The R. A. F. was also dishing it out to the Germans at night, smashing full reserves (to hamstring the Luftwafle's training program), rail centres like Cologne, submarine-building and repair plants. But the harried British grew restive. U. S. correspondents grew cantankerous. It was absurd, they said, for the British censorship to try to hide the names of cities newly blasted by the Luftwafle, leaving citizens dependent upon German communiques to confirm what their own eyes or common gossip knew quite well. Contributing to a concerted outburst of U. S. sarcasm, the Chicago Daily News correspondent, Robert J. Casey, wrote:
"An undetermined number of bombers came over an unidentified portion of an unmentioned European country, on an unstated day ('recently' is the official word for it). There was no weather. Had there been, it would have been considered a military secret. The alert sounded at no particular hour because the enemy--one hesitates to label them with a proper name--are not supposed to know the right time.
"The bombs fell on a golf course, killing 75 unnamed rabbits. There were 25 persons in an Anderson shelter only a few feet from the golf course and the rabbits, and they weren't even scratched. A parrot, blasted from his cage, was seen walking down the street muttering to himself, quietly, of course, so as not to give any information to anybody."
So the names of stricken towns became permissible reportage, and in & out of the new Parliament a sharp debate crackled on Britain's state of being at this sharp turn in World War II.
Shinwell on Flag Days. The House of Commons' inveterate gadfly, Laborite Emanuel Shinwell, brought into open debate what was in many British minds. In a powerful, reasoned and disturbing speech he shocked the House by declaring: "Unless we can with speed and with the utmost efficiency reorganize our resources . . . victory may be beyond our grasp." Laborite Shinwell went on to denounce the Government's propagandist optimism ("The people of this country have no desire to be fobbed off with an exaggerated optimism which has no foundation in fact'') and the Government's inconsistent announcements on industrial production ("The Government should perform like a symphony orchestra and not like a jazz band").

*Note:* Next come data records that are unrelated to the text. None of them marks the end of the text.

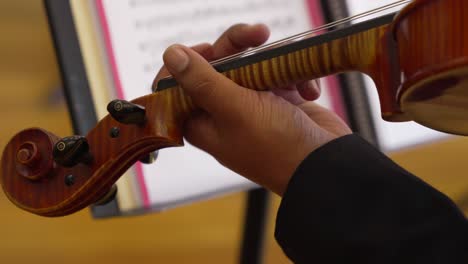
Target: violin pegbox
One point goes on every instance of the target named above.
(52, 176)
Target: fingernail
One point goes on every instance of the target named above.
(176, 59)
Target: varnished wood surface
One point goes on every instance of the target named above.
(206, 233)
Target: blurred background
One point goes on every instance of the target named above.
(207, 232)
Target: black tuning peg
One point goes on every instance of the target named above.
(70, 151)
(150, 158)
(108, 197)
(127, 113)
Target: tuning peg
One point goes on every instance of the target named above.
(70, 151)
(150, 158)
(127, 113)
(109, 196)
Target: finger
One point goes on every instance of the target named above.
(209, 89)
(325, 118)
(240, 37)
(204, 49)
(200, 131)
(309, 90)
(291, 96)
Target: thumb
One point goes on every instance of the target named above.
(209, 89)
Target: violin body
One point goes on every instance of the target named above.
(418, 60)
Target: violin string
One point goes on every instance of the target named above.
(307, 33)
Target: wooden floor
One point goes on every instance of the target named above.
(207, 232)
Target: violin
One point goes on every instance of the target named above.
(417, 58)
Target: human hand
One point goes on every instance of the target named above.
(259, 135)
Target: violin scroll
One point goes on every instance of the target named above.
(51, 176)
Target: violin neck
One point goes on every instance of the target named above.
(366, 47)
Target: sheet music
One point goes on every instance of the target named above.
(140, 30)
(392, 136)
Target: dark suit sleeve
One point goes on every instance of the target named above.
(349, 203)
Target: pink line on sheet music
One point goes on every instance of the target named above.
(317, 19)
(115, 74)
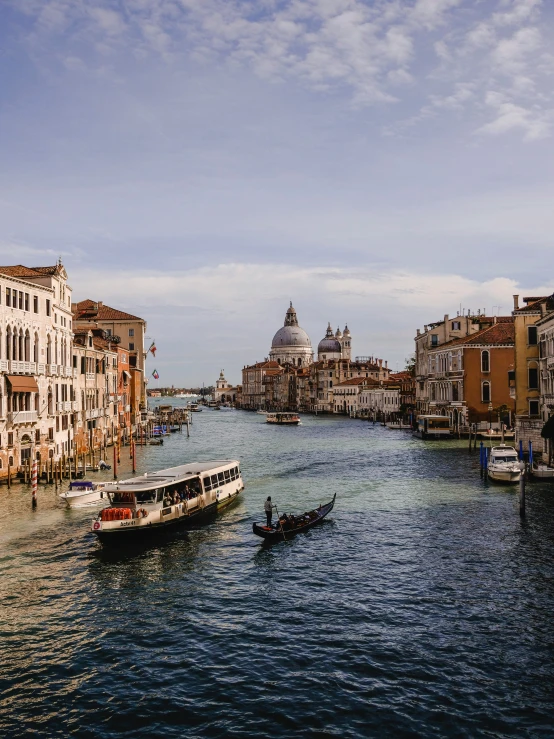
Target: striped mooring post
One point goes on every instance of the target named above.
(34, 482)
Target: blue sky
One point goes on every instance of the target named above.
(203, 162)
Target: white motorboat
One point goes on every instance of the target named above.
(177, 496)
(542, 470)
(82, 494)
(503, 465)
(283, 419)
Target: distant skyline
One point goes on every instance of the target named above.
(202, 162)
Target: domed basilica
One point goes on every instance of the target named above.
(292, 345)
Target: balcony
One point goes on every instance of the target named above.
(21, 417)
(28, 368)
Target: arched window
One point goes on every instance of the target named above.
(486, 392)
(533, 376)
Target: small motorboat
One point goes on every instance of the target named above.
(503, 465)
(542, 470)
(83, 493)
(283, 419)
(289, 525)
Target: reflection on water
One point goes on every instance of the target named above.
(421, 607)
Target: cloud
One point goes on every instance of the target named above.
(248, 302)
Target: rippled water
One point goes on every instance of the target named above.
(422, 607)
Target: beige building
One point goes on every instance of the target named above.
(528, 412)
(36, 374)
(129, 329)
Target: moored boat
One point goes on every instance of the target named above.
(177, 496)
(289, 525)
(503, 464)
(283, 419)
(83, 493)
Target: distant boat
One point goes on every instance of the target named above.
(283, 419)
(82, 494)
(503, 465)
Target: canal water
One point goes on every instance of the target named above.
(421, 608)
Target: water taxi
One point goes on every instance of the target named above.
(433, 427)
(283, 419)
(503, 465)
(167, 498)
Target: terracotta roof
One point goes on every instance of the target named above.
(101, 312)
(18, 270)
(498, 334)
(47, 270)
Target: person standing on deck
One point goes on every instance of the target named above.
(268, 508)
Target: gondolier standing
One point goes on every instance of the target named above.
(268, 508)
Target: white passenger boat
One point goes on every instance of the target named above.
(82, 493)
(283, 419)
(542, 470)
(433, 427)
(168, 498)
(503, 464)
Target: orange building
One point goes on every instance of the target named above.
(471, 378)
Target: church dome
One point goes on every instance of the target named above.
(291, 334)
(329, 344)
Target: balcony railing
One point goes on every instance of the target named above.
(17, 417)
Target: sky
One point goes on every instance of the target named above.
(201, 163)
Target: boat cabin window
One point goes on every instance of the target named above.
(146, 496)
(438, 423)
(123, 497)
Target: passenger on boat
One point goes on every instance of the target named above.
(268, 508)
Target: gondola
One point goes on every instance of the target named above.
(280, 531)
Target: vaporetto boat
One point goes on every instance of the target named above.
(168, 498)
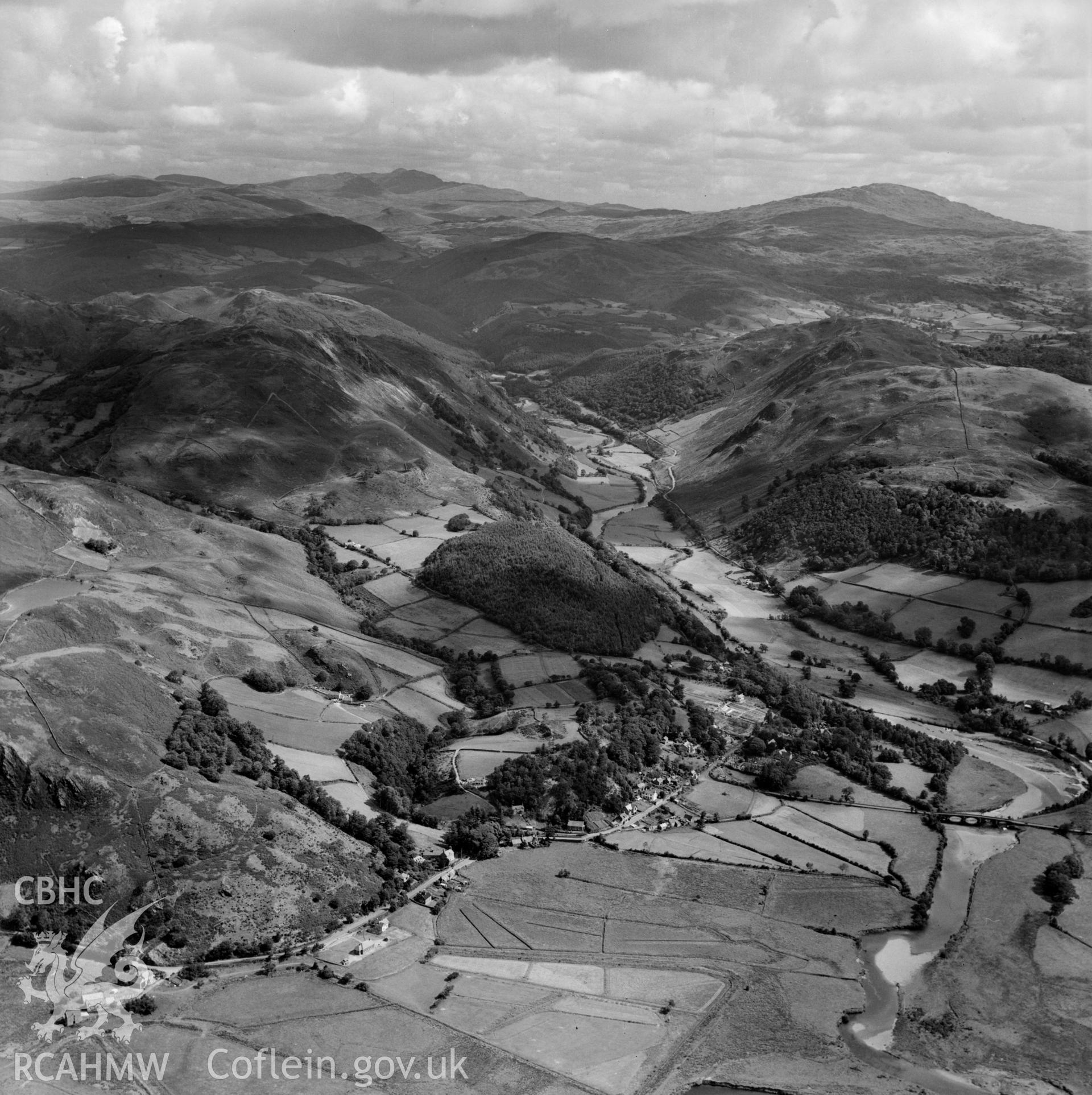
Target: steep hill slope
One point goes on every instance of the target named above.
(255, 398)
(884, 395)
(86, 711)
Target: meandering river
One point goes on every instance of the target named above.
(893, 961)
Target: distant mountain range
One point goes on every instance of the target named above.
(319, 316)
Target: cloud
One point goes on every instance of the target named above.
(688, 103)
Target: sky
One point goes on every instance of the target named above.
(693, 104)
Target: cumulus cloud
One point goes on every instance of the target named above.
(688, 103)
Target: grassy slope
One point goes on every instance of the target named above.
(81, 763)
(843, 388)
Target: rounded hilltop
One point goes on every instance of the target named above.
(546, 585)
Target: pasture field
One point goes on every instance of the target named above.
(760, 839)
(367, 536)
(659, 652)
(975, 784)
(915, 845)
(1020, 683)
(688, 990)
(429, 526)
(820, 782)
(603, 492)
(293, 703)
(609, 879)
(631, 460)
(396, 626)
(727, 800)
(321, 768)
(841, 592)
(408, 553)
(511, 742)
(536, 668)
(487, 629)
(848, 905)
(643, 528)
(1048, 781)
(477, 765)
(307, 735)
(928, 666)
(896, 579)
(453, 806)
(437, 613)
(1077, 918)
(1052, 602)
(849, 818)
(942, 620)
(397, 658)
(908, 776)
(348, 555)
(464, 642)
(396, 589)
(353, 798)
(805, 828)
(436, 687)
(580, 439)
(417, 705)
(981, 595)
(1077, 726)
(1032, 640)
(687, 845)
(507, 906)
(565, 692)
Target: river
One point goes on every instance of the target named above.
(893, 961)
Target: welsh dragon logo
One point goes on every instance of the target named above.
(100, 977)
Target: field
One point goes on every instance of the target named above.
(408, 553)
(978, 594)
(437, 613)
(477, 765)
(417, 705)
(603, 492)
(810, 830)
(1077, 726)
(821, 783)
(896, 579)
(1077, 918)
(727, 800)
(1052, 602)
(516, 905)
(928, 666)
(298, 718)
(1032, 640)
(839, 592)
(908, 776)
(915, 845)
(396, 589)
(687, 845)
(536, 668)
(759, 838)
(453, 806)
(353, 798)
(942, 620)
(367, 536)
(1020, 683)
(642, 527)
(467, 640)
(563, 692)
(320, 768)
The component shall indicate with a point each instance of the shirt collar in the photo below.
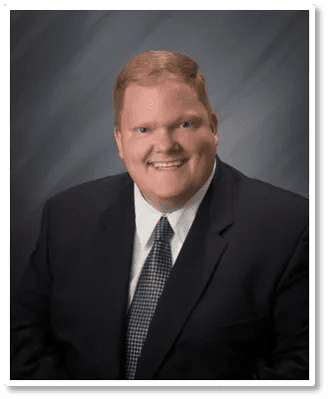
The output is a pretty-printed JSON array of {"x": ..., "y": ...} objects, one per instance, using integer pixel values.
[{"x": 180, "y": 220}]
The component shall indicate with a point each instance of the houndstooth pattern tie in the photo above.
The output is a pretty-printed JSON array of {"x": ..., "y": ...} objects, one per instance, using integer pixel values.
[{"x": 154, "y": 274}]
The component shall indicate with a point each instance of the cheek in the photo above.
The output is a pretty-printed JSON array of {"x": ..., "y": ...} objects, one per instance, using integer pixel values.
[
  {"x": 201, "y": 145},
  {"x": 137, "y": 149}
]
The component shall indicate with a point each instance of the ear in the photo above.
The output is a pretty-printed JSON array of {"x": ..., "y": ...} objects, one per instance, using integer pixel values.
[{"x": 118, "y": 138}]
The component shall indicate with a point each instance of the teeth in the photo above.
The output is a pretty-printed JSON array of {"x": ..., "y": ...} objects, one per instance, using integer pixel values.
[{"x": 168, "y": 164}]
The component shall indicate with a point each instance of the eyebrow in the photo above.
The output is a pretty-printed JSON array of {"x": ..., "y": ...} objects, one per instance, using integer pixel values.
[{"x": 184, "y": 117}]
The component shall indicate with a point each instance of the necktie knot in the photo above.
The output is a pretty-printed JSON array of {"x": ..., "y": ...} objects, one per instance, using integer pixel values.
[{"x": 163, "y": 230}]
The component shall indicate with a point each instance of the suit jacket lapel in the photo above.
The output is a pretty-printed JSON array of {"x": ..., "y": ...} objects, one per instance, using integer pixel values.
[
  {"x": 191, "y": 273},
  {"x": 113, "y": 250}
]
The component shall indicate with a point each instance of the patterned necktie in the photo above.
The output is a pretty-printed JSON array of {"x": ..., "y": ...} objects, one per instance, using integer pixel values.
[{"x": 154, "y": 274}]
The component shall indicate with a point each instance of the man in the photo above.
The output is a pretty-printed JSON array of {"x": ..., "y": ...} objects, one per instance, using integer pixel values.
[{"x": 182, "y": 268}]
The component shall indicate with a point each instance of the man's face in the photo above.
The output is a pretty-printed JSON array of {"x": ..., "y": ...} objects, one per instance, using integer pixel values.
[{"x": 166, "y": 142}]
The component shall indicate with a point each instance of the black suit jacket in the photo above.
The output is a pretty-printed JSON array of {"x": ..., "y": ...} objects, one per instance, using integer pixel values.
[{"x": 235, "y": 305}]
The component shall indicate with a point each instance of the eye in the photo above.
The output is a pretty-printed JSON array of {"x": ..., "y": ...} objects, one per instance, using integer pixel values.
[{"x": 141, "y": 129}]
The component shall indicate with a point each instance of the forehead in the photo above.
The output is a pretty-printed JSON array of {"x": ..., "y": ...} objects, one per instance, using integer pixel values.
[{"x": 164, "y": 101}]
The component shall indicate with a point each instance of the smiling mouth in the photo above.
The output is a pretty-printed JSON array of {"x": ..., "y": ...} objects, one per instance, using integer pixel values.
[{"x": 168, "y": 165}]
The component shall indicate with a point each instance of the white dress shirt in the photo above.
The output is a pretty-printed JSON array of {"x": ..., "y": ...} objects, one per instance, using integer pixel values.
[{"x": 147, "y": 218}]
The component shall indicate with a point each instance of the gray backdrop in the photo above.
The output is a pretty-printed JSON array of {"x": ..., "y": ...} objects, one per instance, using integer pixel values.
[{"x": 63, "y": 69}]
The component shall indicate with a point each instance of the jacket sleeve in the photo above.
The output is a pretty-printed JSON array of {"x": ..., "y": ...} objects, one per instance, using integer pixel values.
[
  {"x": 289, "y": 357},
  {"x": 33, "y": 353}
]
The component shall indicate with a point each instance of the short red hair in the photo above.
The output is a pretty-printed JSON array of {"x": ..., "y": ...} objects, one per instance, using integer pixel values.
[{"x": 149, "y": 67}]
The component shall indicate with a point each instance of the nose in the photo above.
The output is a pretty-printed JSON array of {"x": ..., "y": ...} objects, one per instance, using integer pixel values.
[{"x": 165, "y": 141}]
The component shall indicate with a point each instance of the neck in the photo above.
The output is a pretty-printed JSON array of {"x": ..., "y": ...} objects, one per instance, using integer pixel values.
[{"x": 168, "y": 205}]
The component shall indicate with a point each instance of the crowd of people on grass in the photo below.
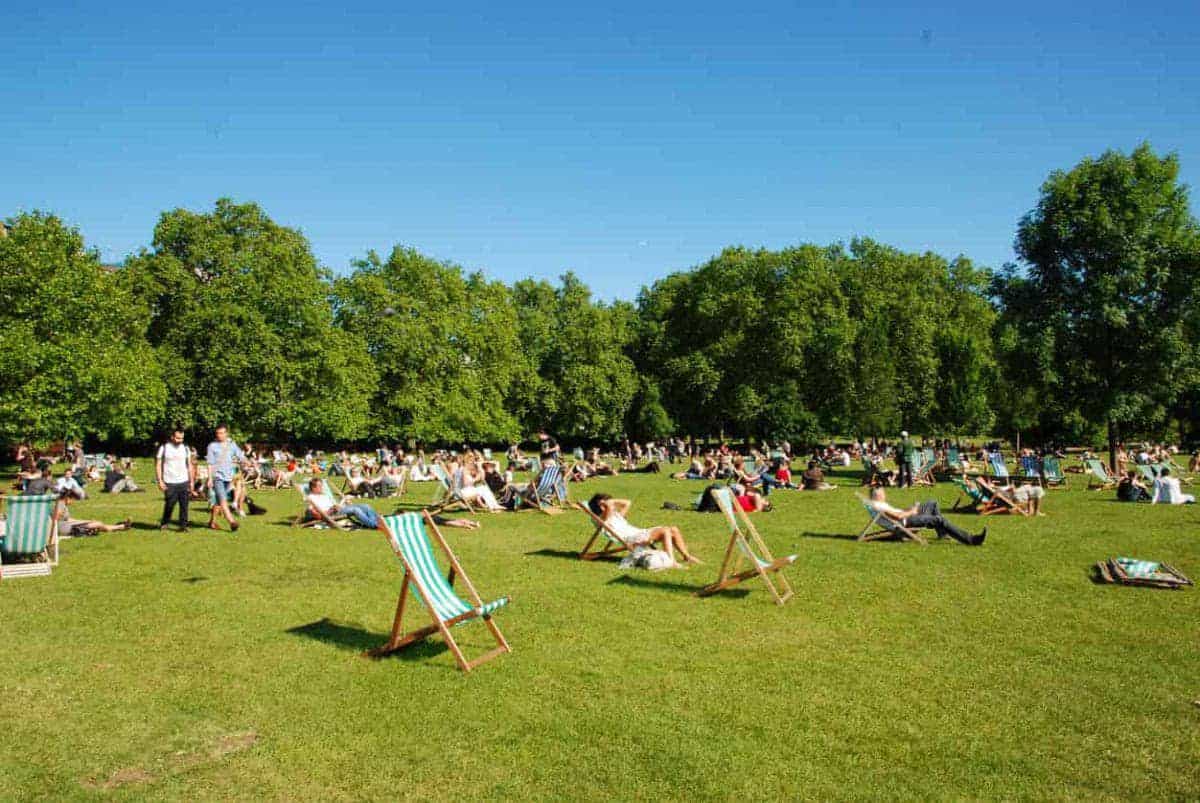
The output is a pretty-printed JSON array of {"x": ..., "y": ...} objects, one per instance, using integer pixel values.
[{"x": 226, "y": 473}]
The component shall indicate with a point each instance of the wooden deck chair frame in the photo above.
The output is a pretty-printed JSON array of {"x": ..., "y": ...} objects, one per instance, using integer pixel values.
[
  {"x": 883, "y": 532},
  {"x": 1101, "y": 479},
  {"x": 399, "y": 639},
  {"x": 747, "y": 546},
  {"x": 49, "y": 551},
  {"x": 613, "y": 544}
]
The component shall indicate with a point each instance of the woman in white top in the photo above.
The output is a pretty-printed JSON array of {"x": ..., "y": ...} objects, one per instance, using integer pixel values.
[{"x": 613, "y": 511}]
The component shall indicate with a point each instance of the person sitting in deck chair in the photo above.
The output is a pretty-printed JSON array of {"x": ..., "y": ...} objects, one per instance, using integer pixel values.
[
  {"x": 71, "y": 527},
  {"x": 924, "y": 515},
  {"x": 1131, "y": 489},
  {"x": 612, "y": 511},
  {"x": 1167, "y": 490}
]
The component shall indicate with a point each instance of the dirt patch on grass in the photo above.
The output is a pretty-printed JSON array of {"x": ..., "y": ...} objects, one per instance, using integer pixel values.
[{"x": 180, "y": 762}]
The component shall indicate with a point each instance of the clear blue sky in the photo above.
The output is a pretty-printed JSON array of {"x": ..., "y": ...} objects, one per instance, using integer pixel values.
[{"x": 622, "y": 142}]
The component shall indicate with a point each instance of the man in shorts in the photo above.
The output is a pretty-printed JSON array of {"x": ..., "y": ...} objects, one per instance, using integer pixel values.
[{"x": 222, "y": 456}]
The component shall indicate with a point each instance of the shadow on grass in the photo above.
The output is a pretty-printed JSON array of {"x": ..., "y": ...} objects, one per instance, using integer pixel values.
[
  {"x": 671, "y": 586},
  {"x": 353, "y": 637}
]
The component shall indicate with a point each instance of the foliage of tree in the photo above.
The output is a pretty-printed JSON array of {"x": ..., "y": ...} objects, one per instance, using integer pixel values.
[
  {"x": 72, "y": 358},
  {"x": 444, "y": 345},
  {"x": 241, "y": 322},
  {"x": 1105, "y": 317}
]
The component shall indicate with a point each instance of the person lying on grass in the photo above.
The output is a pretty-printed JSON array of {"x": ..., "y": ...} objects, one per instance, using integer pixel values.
[
  {"x": 924, "y": 515},
  {"x": 322, "y": 508},
  {"x": 71, "y": 527},
  {"x": 612, "y": 511},
  {"x": 1026, "y": 496}
]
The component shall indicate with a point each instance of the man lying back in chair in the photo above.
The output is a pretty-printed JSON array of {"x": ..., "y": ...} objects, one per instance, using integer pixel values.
[{"x": 924, "y": 515}]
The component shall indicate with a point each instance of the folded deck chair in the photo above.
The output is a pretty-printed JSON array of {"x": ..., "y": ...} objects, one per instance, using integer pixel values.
[
  {"x": 30, "y": 532},
  {"x": 885, "y": 527},
  {"x": 449, "y": 492},
  {"x": 747, "y": 546},
  {"x": 408, "y": 533},
  {"x": 613, "y": 544},
  {"x": 1051, "y": 472},
  {"x": 303, "y": 519},
  {"x": 1131, "y": 571},
  {"x": 1101, "y": 479},
  {"x": 999, "y": 467}
]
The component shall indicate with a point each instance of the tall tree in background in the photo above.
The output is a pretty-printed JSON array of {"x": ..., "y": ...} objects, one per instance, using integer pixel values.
[
  {"x": 1109, "y": 311},
  {"x": 241, "y": 322},
  {"x": 73, "y": 360},
  {"x": 444, "y": 345}
]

Gadfly Shinwell then gave some pertinent figures to back up his claim that shipping losses were "ominous": in 14 war months Britain has lost 2,500,000 tons of shipping, plus more than half a million tons of Belgian and Dutch shipping, bringing the total beyond 3,000,000 tons. Since the beginning of July, shipping losses have been at the rate of 4,000,000 tons a year. Against this the Admiralty's shipbuilding program aimed at only 1,250,000 tons in the first war year, and even this figure was not reached. Lord Beaverbrook had upped aircraft production at shipbuilding's expense, said Shinwell; the Government had not used its emergency powers to transfer labor to the most useful work; emergencies were being met by appeals, not compulsion; "we can't run the war by a succession of Flag Days."
April 1917. Labor's Arthur Greenwood did the Government no good in a lame reply that was more a confession than a defense. "It is folly to deny that damage has been done to production," said he, "but I say unhesitatingly that it hasn't eaten to any extent into our productive capacity. It has embarrassed us and will continue to embarrass us." As to shipping losses: "It is true that this is a position much like that of April 1917." April 1917 was the month the U. S. entered World War I and saved Britain from going down.
Due to tonnage losses the British must "say a temporary good-by to apples, grapes, apricots and bananas," said Food Minister Lord Woolton. Imported meats would soon be rationed further. Milk, eggs, pork were running short for lack of imported feeds. Surveying Britain's future food situation, some observers predicted that home-grown turnips might become as strategic as homemade guns.